- Give an example of a Finite State Automata $M$ such that $L(M)$ is all palindromic strings of length $6$.
Solution attempt: I was thinking we could simply define a FSA where all strings of length $6$ end up in a unique halting state, and then for each of the $8$ palindromic strings we just define the corresponding halting state to be an accepting state. I can't find a problem with this but I just have a feeling there is one because it's such an easy and inelligant solution.
- Suppose $M$ is a FSA and $L(M)$ is infinite. Show that the number of strings in $L(M)$ of length $n$ or less grows linearly with $n$.
Solution attempt: the maximal number of strings of length $n$ is $2^n$, so the maximal number of strings of length at most $n$ would be the sum of the first $n$ powers of $2$ which is $2^{n+1}-1$. But this does not grow linearly with $n$ so I'm not sure where to go from here.
- Prove there is no FSA $M$ such that $L(M)$ consists of all twice-repeated strings.
Solution attempt: I'm afraid I have no idea how to approach this.

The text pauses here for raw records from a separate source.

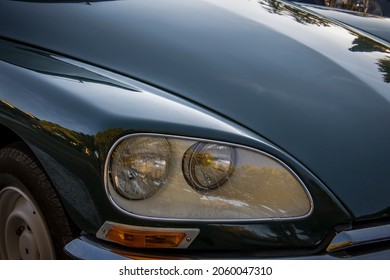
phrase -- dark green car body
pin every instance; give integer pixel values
(77, 76)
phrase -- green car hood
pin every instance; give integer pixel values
(317, 90)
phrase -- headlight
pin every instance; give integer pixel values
(170, 177)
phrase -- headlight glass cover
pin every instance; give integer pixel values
(168, 177)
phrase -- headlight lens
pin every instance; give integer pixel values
(208, 166)
(139, 167)
(178, 178)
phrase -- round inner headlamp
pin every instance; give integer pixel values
(207, 166)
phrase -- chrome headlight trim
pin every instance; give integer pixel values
(201, 220)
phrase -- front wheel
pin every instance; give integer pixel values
(33, 223)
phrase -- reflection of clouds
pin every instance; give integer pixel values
(384, 67)
(300, 16)
(365, 66)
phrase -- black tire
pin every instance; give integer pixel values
(32, 219)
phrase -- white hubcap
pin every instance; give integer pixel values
(23, 231)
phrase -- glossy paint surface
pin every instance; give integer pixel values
(63, 115)
(375, 25)
(263, 74)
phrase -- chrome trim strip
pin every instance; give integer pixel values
(191, 233)
(106, 172)
(357, 237)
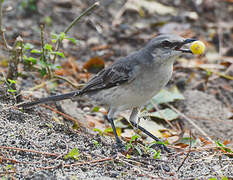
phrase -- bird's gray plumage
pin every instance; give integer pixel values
(130, 81)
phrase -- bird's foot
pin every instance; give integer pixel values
(161, 146)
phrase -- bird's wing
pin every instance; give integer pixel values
(114, 75)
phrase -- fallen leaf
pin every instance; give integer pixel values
(165, 96)
(150, 6)
(167, 114)
(94, 64)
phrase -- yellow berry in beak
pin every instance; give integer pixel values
(197, 47)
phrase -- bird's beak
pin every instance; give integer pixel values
(179, 47)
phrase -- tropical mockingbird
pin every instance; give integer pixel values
(131, 81)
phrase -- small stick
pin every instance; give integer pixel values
(191, 122)
(58, 44)
(190, 144)
(28, 150)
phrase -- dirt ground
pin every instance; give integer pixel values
(34, 142)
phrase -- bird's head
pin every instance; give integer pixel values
(168, 46)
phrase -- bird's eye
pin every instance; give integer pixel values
(166, 43)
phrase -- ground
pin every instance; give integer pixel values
(34, 142)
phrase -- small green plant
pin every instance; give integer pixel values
(11, 83)
(73, 154)
(99, 131)
(223, 147)
(149, 148)
(96, 143)
(132, 145)
(29, 5)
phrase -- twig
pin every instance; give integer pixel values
(58, 44)
(63, 114)
(157, 109)
(187, 155)
(68, 81)
(190, 121)
(28, 150)
(2, 31)
(11, 160)
(77, 164)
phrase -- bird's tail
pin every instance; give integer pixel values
(49, 99)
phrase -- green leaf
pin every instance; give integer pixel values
(99, 131)
(165, 96)
(58, 67)
(54, 41)
(74, 154)
(30, 59)
(48, 20)
(74, 41)
(11, 90)
(156, 154)
(54, 36)
(28, 46)
(167, 114)
(96, 143)
(43, 71)
(134, 137)
(223, 147)
(96, 109)
(59, 54)
(62, 36)
(48, 47)
(138, 150)
(224, 178)
(12, 81)
(128, 156)
(36, 51)
(108, 130)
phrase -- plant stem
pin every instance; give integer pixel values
(81, 15)
(58, 44)
(2, 31)
(43, 50)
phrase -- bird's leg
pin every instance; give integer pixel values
(110, 119)
(132, 121)
(133, 117)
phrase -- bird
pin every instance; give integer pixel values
(131, 81)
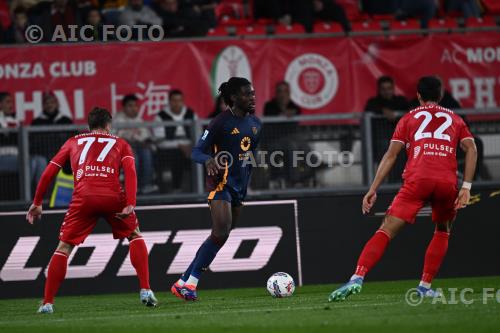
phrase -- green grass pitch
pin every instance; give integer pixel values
(381, 307)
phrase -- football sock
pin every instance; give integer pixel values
(192, 281)
(434, 255)
(355, 276)
(140, 261)
(55, 275)
(372, 252)
(206, 255)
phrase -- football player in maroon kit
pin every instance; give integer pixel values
(430, 134)
(96, 159)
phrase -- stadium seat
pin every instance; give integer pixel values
(366, 26)
(411, 24)
(218, 31)
(442, 25)
(492, 6)
(251, 30)
(5, 20)
(229, 21)
(230, 8)
(327, 28)
(478, 22)
(295, 28)
(351, 8)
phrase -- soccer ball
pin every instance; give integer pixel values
(280, 285)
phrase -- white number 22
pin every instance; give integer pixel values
(89, 141)
(438, 133)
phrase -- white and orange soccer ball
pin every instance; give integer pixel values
(281, 285)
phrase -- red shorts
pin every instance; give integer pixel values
(415, 194)
(84, 212)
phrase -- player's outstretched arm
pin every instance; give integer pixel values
(130, 174)
(469, 147)
(383, 170)
(35, 210)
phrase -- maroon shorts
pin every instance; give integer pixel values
(84, 212)
(413, 195)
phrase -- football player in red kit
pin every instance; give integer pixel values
(96, 159)
(430, 134)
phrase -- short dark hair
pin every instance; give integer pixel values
(99, 118)
(3, 95)
(232, 87)
(174, 92)
(384, 79)
(129, 98)
(430, 88)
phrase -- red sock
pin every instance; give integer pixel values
(139, 258)
(372, 252)
(55, 275)
(434, 255)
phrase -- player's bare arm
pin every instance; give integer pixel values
(212, 168)
(35, 210)
(383, 170)
(469, 147)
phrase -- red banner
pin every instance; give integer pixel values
(326, 74)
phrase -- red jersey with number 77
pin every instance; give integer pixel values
(431, 135)
(96, 160)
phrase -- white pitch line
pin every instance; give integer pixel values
(222, 312)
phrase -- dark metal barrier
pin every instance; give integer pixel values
(316, 240)
(265, 240)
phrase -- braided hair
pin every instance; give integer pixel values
(232, 87)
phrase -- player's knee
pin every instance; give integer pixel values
(220, 236)
(65, 248)
(135, 234)
(444, 227)
(391, 226)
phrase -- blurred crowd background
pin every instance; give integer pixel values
(191, 18)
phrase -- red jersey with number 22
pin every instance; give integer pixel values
(96, 159)
(431, 135)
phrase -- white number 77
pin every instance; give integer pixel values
(89, 141)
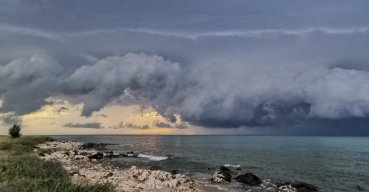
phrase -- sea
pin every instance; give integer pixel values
(334, 164)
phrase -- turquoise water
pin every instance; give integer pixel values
(334, 164)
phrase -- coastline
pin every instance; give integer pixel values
(91, 163)
(90, 166)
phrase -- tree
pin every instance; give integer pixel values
(14, 131)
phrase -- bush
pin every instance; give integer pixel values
(14, 131)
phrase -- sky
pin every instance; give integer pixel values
(288, 67)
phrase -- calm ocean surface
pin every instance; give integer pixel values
(333, 164)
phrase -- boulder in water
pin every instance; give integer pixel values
(93, 146)
(249, 179)
(98, 155)
(222, 175)
(298, 186)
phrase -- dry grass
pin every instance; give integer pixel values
(22, 171)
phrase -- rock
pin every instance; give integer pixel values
(359, 188)
(222, 175)
(224, 168)
(174, 172)
(131, 154)
(155, 167)
(249, 179)
(108, 154)
(108, 175)
(98, 155)
(299, 186)
(93, 146)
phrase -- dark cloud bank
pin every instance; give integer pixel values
(258, 71)
(93, 125)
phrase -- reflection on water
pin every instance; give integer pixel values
(332, 163)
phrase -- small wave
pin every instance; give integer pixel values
(231, 165)
(152, 157)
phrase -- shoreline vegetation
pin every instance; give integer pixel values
(21, 170)
(42, 164)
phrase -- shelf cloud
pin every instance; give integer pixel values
(285, 69)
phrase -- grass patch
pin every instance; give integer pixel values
(23, 171)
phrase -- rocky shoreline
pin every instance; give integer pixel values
(89, 163)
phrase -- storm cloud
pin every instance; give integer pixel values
(93, 125)
(295, 69)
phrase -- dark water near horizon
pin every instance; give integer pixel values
(334, 164)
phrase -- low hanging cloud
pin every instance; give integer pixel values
(10, 119)
(127, 125)
(207, 94)
(228, 68)
(161, 124)
(91, 125)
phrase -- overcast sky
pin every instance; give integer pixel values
(288, 67)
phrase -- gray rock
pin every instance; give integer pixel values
(249, 179)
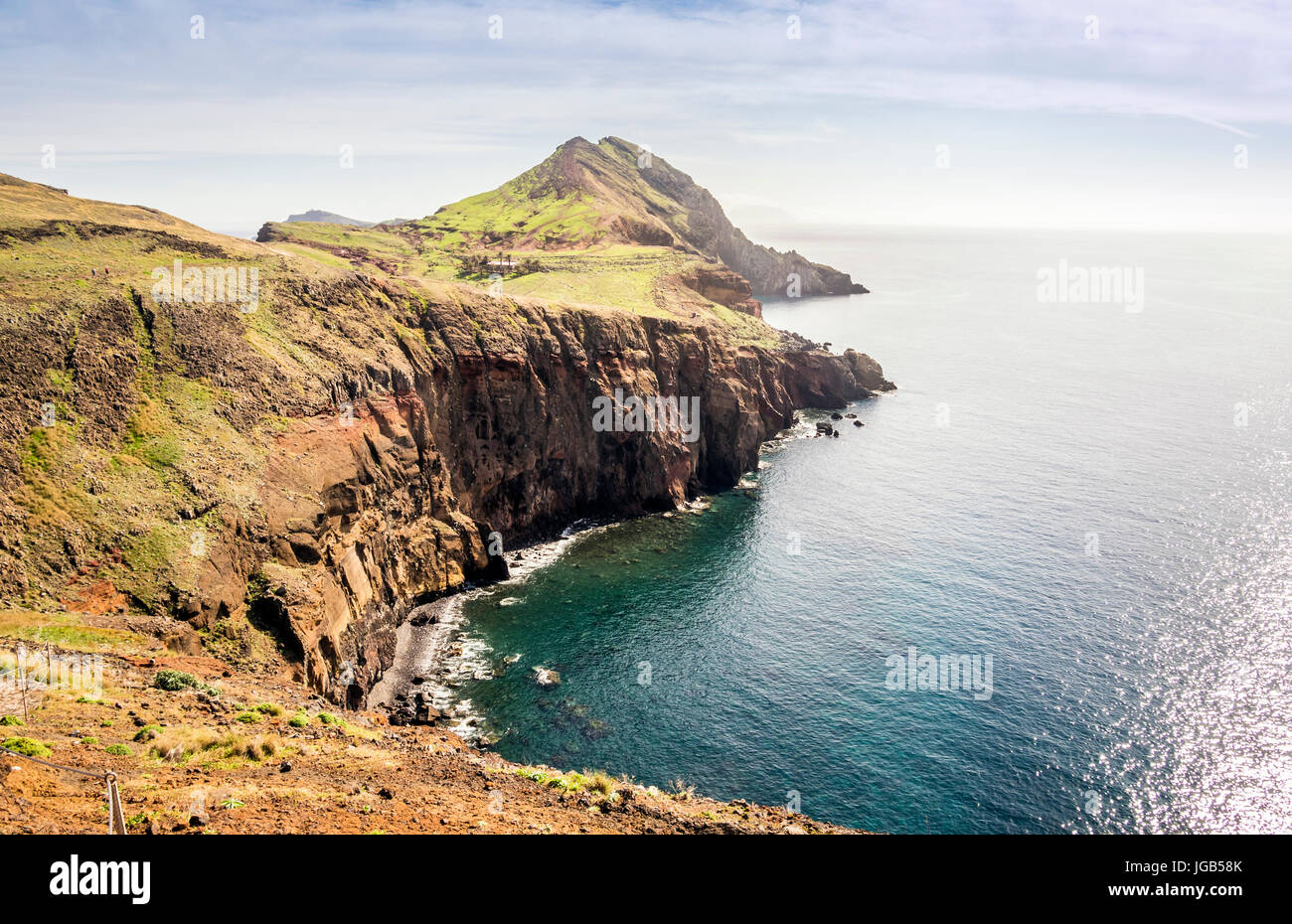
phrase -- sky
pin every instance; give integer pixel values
(1122, 115)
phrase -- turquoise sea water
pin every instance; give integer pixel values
(1098, 499)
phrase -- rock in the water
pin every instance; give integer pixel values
(547, 678)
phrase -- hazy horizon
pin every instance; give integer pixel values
(878, 114)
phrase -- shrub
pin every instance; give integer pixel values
(147, 733)
(27, 746)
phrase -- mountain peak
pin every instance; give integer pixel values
(616, 192)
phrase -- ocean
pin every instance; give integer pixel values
(1096, 495)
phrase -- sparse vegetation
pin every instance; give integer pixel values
(175, 680)
(27, 746)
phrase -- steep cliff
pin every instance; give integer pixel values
(305, 467)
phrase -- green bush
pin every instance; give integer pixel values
(29, 746)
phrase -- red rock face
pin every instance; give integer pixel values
(496, 434)
(724, 287)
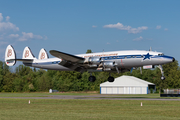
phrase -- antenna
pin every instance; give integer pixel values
(150, 49)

Thanks in advance for any help.
For (1) you're right, assuming that your alphabet is finite. A finite language is always regular, so in particular a language where the length of a word is bounded will always be regular. You can reduce the size of your automaton a bit by combining all of the states that can't possibly lead to acceptance (which will happen once you read a 4th, 5th or 6th symbol that doesn't match the 3rd, 2nd or 1st) into a common discard state
For (2) you're right too -- what you're being asked to prove is not true, so you cannot get through with a proof. (An easy counterexample is that the language $\{\mathtt 0,\mathtt 1\}^*$ is generated by a finite automaton, but it has $2^n$ elements of length $n$, which is supralinear.
For (3): Perhaps you have learned the Myhill-Nerode theorem, which resolves this easily. Alternatively, the pumping lemma for regular languages can do it too, but is generally more cumbersome to work with in my opinion.